Six months later, when they were moving together into a very nice house in Brooklyn, Nico was driven crazy — stark raving out of his mind with vexation — from lying contractors, bad wiring, plumbers who never showed up. Marcus said, “It’ll get done, houses always get done.”
Nico said, “It’s the meditation, isn’t it? It’s done you good. Listen to you.”
“What?” Marcus said. “Oh, no, it isn’t that. It’s India.” What he meant was that his instinct to complain had been damaged by the trip, his perspective altered by the memory of encampments at night in the streets, kids curled up together on the pavement. Comparatively speaking, he and Nico had no fucking problems.
Did that mean he was calmer? Maybe. Nico said there were people, after trips like that, who clung even harder to what they had, for fear of losing it and becoming God-knew-what. Why wasn’t Marcus afraid?
“The house isn’t everything,” Marcus said.
“Don’t annoy me,” Nico said.
When he and Nico were first together they’d had an argument about religion. Not a serious argument. Marcus believed in Something Divine (he’d been raised Catholic) and Nico thought it was all horseshit. Marcus also said Jesus was a Communist, which Nico was willing to go with. Those were the more crucial sympathies, their views on justice and profits.

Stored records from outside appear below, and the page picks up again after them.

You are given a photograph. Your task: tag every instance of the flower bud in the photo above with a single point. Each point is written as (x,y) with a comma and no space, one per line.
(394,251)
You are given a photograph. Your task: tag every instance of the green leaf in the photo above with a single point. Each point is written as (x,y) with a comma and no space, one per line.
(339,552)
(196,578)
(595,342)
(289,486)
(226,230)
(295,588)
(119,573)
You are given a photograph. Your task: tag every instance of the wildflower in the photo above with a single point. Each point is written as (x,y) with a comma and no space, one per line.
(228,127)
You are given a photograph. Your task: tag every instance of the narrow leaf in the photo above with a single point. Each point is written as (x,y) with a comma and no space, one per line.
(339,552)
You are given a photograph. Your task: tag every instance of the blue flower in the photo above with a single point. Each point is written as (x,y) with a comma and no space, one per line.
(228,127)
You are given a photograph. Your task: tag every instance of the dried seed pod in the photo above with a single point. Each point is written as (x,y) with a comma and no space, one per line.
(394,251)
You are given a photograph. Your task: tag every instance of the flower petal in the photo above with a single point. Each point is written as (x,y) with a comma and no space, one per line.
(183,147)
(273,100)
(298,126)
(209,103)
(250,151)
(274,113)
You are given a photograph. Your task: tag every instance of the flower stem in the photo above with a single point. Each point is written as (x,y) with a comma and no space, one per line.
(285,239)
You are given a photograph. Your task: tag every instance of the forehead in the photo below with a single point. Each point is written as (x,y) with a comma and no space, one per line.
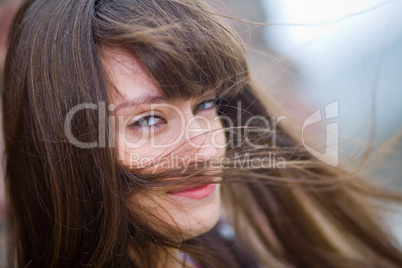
(128,76)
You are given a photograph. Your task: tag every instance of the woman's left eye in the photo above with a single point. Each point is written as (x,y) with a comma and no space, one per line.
(206,105)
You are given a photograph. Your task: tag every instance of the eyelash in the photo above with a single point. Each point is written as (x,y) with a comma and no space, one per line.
(136,125)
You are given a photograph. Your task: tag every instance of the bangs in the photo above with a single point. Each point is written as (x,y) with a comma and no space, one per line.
(188,51)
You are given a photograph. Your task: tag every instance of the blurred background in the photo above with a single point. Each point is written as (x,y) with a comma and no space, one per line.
(311,53)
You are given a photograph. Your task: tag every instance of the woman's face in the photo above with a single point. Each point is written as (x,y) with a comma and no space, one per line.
(155,134)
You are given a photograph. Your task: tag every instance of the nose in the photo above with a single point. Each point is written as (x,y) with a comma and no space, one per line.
(199,141)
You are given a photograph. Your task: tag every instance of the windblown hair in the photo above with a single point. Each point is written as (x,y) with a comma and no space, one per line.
(67,206)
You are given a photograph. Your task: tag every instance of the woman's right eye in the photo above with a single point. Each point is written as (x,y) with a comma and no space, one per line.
(147,122)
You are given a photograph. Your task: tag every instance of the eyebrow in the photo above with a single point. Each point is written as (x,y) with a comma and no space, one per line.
(144,99)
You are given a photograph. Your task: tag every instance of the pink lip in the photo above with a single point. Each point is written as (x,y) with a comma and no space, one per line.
(198,192)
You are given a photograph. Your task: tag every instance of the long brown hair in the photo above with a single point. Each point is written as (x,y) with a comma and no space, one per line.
(67,206)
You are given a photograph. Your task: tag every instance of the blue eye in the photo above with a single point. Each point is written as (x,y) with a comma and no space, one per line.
(150,121)
(206,105)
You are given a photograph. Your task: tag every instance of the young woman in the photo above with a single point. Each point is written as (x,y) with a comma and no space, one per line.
(134,138)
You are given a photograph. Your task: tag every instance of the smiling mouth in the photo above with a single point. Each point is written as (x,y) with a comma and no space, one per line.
(195,192)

They couldn’t have stayed together for more than an hour otherwise.
Around Zuccotti Park, when Marcus had marched one night with the Occupy Wall Streeters, there was a kid dressed as Jesus (robe, beard, halo) with the sign YOU HAVE NOTHING TO LOSE BUT YOUR CHAINS. Marcus himself carried a poster that said IF A LAWYER MARCHES, YOU KNOW IT’S SERIOUS. Marcus thought now that the anarchists in Village Days and Nights would’ve been very cheered to see all of it.
Someone had taken a nice photo of Marcus walking with his sign. He looked skinny but determined, chin up, sunglasses on. Did he look handsome? Did Nico still have his copy?
On Sunday morning, in Casey and Carol’s kitchen, they all sat around reading newspapers on their laptops and iPads and they didn’t speak much. They had known one another a very long time. Casey and Marcus had stayed friends all through college, and when Carol came on the scene, a few years later, Marcus had been really very pleased with Casey’s choice. Nico had found them a dowdy but endearing couple. (Could’ve been worse.)